Sikkim may not share an international border with
Myanmar, but it is far from insulated. The state is grappling with an alarming
rise in substance abuse, particularly among its youth. Drug addiction has
quietly become one of Sikkim's most pressing social challenges, affecting
families across urban centres and remote villages alike. Rehabilitation centres
have reported increasing admissions, while law enforcement agencies continue to
make regular drug seizures. Its location along regional transit routes, coupled
with growing connectivity to the rest of the Northeast, makes Sikkim vulnerable
both as a transit corridor and a destination.
Enforcement remains essential. Smugglers are increasingly
using drones, encrypted networks, cryptocurrencies and maritime routes, forcing
agencies to stay ahead of rapidly evolving criminal networks.

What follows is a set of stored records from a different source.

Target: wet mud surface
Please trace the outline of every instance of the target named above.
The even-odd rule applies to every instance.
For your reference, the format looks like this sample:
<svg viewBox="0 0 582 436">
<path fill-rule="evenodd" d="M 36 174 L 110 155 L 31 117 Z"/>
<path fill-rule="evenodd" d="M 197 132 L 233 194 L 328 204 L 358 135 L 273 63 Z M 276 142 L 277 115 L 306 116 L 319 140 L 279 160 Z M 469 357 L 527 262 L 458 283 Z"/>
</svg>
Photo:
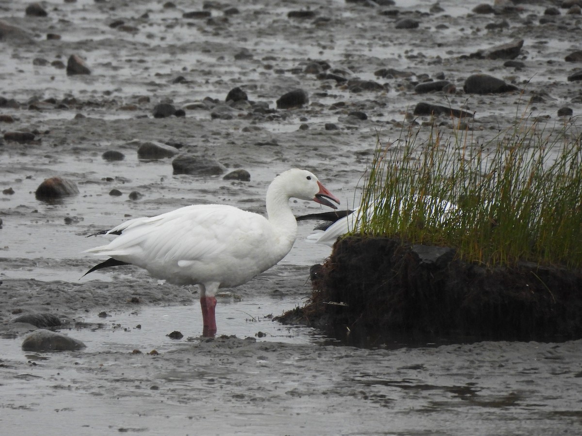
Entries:
<svg viewBox="0 0 582 436">
<path fill-rule="evenodd" d="M 370 341 L 344 331 L 342 342 L 272 321 L 307 300 L 309 267 L 329 255 L 305 241 L 310 223 L 278 265 L 219 298 L 226 338 L 200 338 L 195 289 L 132 267 L 80 280 L 95 263 L 81 252 L 104 240 L 85 237 L 196 203 L 262 211 L 269 183 L 290 167 L 313 171 L 342 205 L 357 204 L 377 137 L 395 141 L 411 123 L 428 137 L 430 116 L 413 115 L 418 103 L 474 114 L 475 144 L 524 111 L 550 128 L 570 122 L 558 111 L 580 110 L 579 82 L 567 77 L 580 64 L 565 60 L 580 49 L 580 16 L 549 1 L 485 15 L 471 12 L 477 3 L 77 0 L 42 3 L 45 17 L 26 15 L 25 1 L 0 4 L 0 47 L 10 60 L 0 65 L 2 433 L 579 433 L 579 340 Z M 546 14 L 551 7 L 560 14 Z M 289 13 L 307 10 L 313 15 Z M 398 28 L 401 19 L 418 26 Z M 470 56 L 520 39 L 519 66 Z M 67 74 L 73 55 L 90 74 Z M 463 91 L 484 73 L 525 90 Z M 454 89 L 415 91 L 430 78 Z M 248 101 L 227 104 L 235 87 Z M 297 88 L 308 102 L 278 109 Z M 183 112 L 154 118 L 160 103 Z M 459 120 L 437 121 L 452 135 Z M 151 141 L 213 159 L 225 174 L 246 170 L 250 180 L 174 174 L 172 158 L 139 159 L 140 144 Z M 111 151 L 123 159 L 102 157 Z M 37 199 L 51 177 L 73 181 L 79 194 Z M 293 208 L 322 211 L 314 206 Z M 56 330 L 87 347 L 23 351 L 36 327 L 12 320 L 29 312 L 59 317 Z M 175 330 L 183 337 L 166 336 Z"/>
</svg>

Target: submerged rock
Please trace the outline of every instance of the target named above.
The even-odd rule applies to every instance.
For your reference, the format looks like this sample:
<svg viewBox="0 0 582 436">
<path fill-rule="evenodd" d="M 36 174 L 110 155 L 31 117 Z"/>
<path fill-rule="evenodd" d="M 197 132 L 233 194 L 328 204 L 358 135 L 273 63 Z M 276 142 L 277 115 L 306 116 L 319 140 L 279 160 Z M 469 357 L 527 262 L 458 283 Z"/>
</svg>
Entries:
<svg viewBox="0 0 582 436">
<path fill-rule="evenodd" d="M 517 87 L 488 74 L 473 74 L 465 80 L 463 89 L 467 94 L 497 94 L 517 91 Z"/>
<path fill-rule="evenodd" d="M 61 325 L 61 319 L 52 313 L 26 313 L 12 320 L 13 323 L 26 323 L 39 328 L 58 327 Z"/>
<path fill-rule="evenodd" d="M 61 177 L 51 177 L 38 185 L 34 193 L 37 200 L 54 200 L 79 194 L 74 181 Z"/>
<path fill-rule="evenodd" d="M 85 61 L 76 55 L 71 55 L 67 61 L 67 76 L 90 74 L 91 70 Z"/>
<path fill-rule="evenodd" d="M 31 3 L 26 6 L 24 13 L 29 17 L 46 17 L 48 15 L 40 3 Z"/>
<path fill-rule="evenodd" d="M 414 106 L 414 115 L 449 115 L 457 118 L 473 118 L 473 115 L 460 109 L 453 109 L 441 105 L 432 105 L 421 102 Z"/>
<path fill-rule="evenodd" d="M 239 169 L 231 171 L 222 178 L 225 180 L 240 180 L 241 181 L 250 181 L 251 174 L 246 170 Z"/>
<path fill-rule="evenodd" d="M 75 351 L 84 348 L 80 341 L 49 330 L 35 330 L 22 342 L 24 351 Z"/>
<path fill-rule="evenodd" d="M 487 268 L 455 253 L 385 237 L 340 240 L 312 274 L 312 303 L 282 320 L 508 340 L 582 337 L 582 273 Z"/>
<path fill-rule="evenodd" d="M 176 108 L 169 103 L 160 103 L 154 107 L 154 118 L 166 118 L 176 113 Z"/>
<path fill-rule="evenodd" d="M 125 155 L 116 150 L 108 150 L 101 155 L 101 157 L 105 160 L 112 162 L 116 160 L 123 160 L 125 159 Z"/>
<path fill-rule="evenodd" d="M 34 134 L 30 132 L 6 132 L 4 134 L 4 139 L 20 144 L 34 142 L 37 141 Z"/>
<path fill-rule="evenodd" d="M 173 173 L 191 176 L 219 176 L 225 167 L 218 160 L 204 156 L 183 156 L 172 162 Z"/>
<path fill-rule="evenodd" d="M 143 142 L 137 149 L 137 157 L 141 159 L 158 159 L 171 158 L 178 153 L 175 147 L 162 142 Z"/>
<path fill-rule="evenodd" d="M 277 100 L 277 109 L 300 108 L 309 102 L 307 93 L 303 90 L 293 90 L 282 95 Z"/>
</svg>

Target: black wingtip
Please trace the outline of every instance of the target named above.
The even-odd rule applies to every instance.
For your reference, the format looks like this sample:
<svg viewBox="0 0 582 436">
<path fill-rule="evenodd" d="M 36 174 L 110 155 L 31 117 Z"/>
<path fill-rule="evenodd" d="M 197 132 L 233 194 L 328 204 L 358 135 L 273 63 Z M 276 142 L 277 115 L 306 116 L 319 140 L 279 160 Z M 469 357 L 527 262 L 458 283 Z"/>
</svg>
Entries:
<svg viewBox="0 0 582 436">
<path fill-rule="evenodd" d="M 91 236 L 97 236 L 97 235 L 105 235 L 105 234 L 107 234 L 107 233 L 108 233 L 109 232 L 109 230 L 100 230 L 97 233 L 91 233 L 90 235 L 87 235 L 85 237 L 86 238 L 90 238 Z M 109 234 L 110 234 L 110 235 L 119 235 L 121 234 L 121 230 L 117 230 L 116 231 L 112 231 L 111 233 L 109 233 Z"/>
<path fill-rule="evenodd" d="M 322 212 L 320 213 L 310 213 L 308 215 L 301 215 L 295 218 L 297 221 L 305 221 L 306 220 L 321 220 L 321 221 L 331 221 L 335 223 L 338 220 L 340 220 L 344 217 L 347 216 L 354 211 L 350 210 L 331 210 L 328 212 Z"/>
<path fill-rule="evenodd" d="M 101 268 L 109 268 L 112 266 L 120 266 L 121 265 L 130 265 L 131 263 L 128 262 L 122 262 L 121 260 L 118 260 L 116 259 L 113 259 L 113 258 L 109 258 L 107 260 L 101 262 L 101 263 L 97 264 L 90 270 L 85 273 L 81 278 L 85 277 L 89 273 L 93 273 L 94 271 L 97 271 L 97 270 L 100 270 Z"/>
</svg>

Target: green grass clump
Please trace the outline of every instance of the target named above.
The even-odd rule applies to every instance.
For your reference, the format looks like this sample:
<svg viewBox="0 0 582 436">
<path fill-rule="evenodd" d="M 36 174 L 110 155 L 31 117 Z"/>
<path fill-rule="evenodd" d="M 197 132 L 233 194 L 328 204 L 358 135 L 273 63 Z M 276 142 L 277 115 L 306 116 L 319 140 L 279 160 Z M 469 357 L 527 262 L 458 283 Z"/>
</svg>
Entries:
<svg viewBox="0 0 582 436">
<path fill-rule="evenodd" d="M 445 138 L 435 127 L 423 141 L 411 131 L 386 146 L 378 140 L 356 228 L 454 247 L 461 259 L 488 266 L 579 269 L 582 145 L 574 130 L 546 131 L 521 119 L 481 144 L 468 130 Z"/>
</svg>

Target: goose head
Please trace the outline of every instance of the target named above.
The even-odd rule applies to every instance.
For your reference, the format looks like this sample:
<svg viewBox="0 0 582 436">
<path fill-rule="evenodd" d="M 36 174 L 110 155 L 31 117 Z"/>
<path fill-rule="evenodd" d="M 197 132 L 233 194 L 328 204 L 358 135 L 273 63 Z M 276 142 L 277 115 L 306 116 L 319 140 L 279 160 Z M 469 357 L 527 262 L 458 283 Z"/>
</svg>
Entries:
<svg viewBox="0 0 582 436">
<path fill-rule="evenodd" d="M 313 173 L 306 170 L 297 168 L 288 170 L 275 177 L 274 182 L 289 198 L 311 200 L 333 209 L 337 209 L 338 206 L 331 201 L 339 204 L 337 197 L 330 192 Z"/>
</svg>

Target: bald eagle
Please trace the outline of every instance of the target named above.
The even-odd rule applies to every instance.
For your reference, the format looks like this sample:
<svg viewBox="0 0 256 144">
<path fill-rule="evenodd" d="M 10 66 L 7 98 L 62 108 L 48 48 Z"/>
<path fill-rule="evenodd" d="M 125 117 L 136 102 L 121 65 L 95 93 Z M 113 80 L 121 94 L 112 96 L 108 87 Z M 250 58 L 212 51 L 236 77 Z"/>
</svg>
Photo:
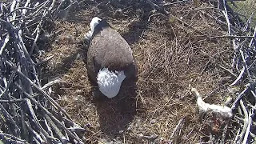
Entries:
<svg viewBox="0 0 256 144">
<path fill-rule="evenodd" d="M 106 22 L 98 17 L 90 23 L 87 72 L 99 90 L 109 98 L 119 93 L 123 81 L 136 81 L 138 68 L 127 42 Z"/>
</svg>

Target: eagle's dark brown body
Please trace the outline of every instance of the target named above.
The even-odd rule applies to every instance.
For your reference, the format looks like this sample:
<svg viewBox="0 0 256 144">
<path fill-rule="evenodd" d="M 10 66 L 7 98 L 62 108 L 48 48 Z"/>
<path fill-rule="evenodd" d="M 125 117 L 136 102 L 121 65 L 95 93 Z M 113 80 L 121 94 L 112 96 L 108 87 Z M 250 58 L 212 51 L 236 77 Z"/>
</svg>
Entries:
<svg viewBox="0 0 256 144">
<path fill-rule="evenodd" d="M 88 74 L 95 82 L 98 72 L 102 68 L 123 70 L 126 79 L 137 78 L 138 68 L 130 46 L 104 20 L 95 26 L 87 53 Z"/>
</svg>

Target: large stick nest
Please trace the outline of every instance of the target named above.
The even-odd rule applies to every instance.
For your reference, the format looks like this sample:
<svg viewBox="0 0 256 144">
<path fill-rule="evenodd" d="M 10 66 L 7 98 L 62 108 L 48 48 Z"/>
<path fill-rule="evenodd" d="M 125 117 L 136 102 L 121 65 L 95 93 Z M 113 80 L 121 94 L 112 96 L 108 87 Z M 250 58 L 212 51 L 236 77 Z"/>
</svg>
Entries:
<svg viewBox="0 0 256 144">
<path fill-rule="evenodd" d="M 0 4 L 3 142 L 255 142 L 256 29 L 226 0 Z M 124 37 L 139 68 L 137 86 L 113 99 L 86 73 L 83 35 L 95 16 Z M 233 117 L 199 114 L 191 86 Z"/>
</svg>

Yet supply-side
action alone has never defeated addiction. For every trafficker arrested,
countless users continue to battle dependency without access to affordable, dignified
treatment.
That is where India's response remains weak.
Rehabilitation facilities are unevenly distributed, rural communities remain
underserved, women face enormous barriers to treatment, and addiction continues
to be viewed as a moral failing rather than a medical condition. Young people
caught with small quantities often carry criminal records that haunt them long
after recovery, shutting the doors to employment and pushing them back into the
same cycle.
A nation cannot arrest its way out of addiction. It must
heal its way out. The true victory against narcotics will not be measured in
kilograms seized, but in futures reclaimed.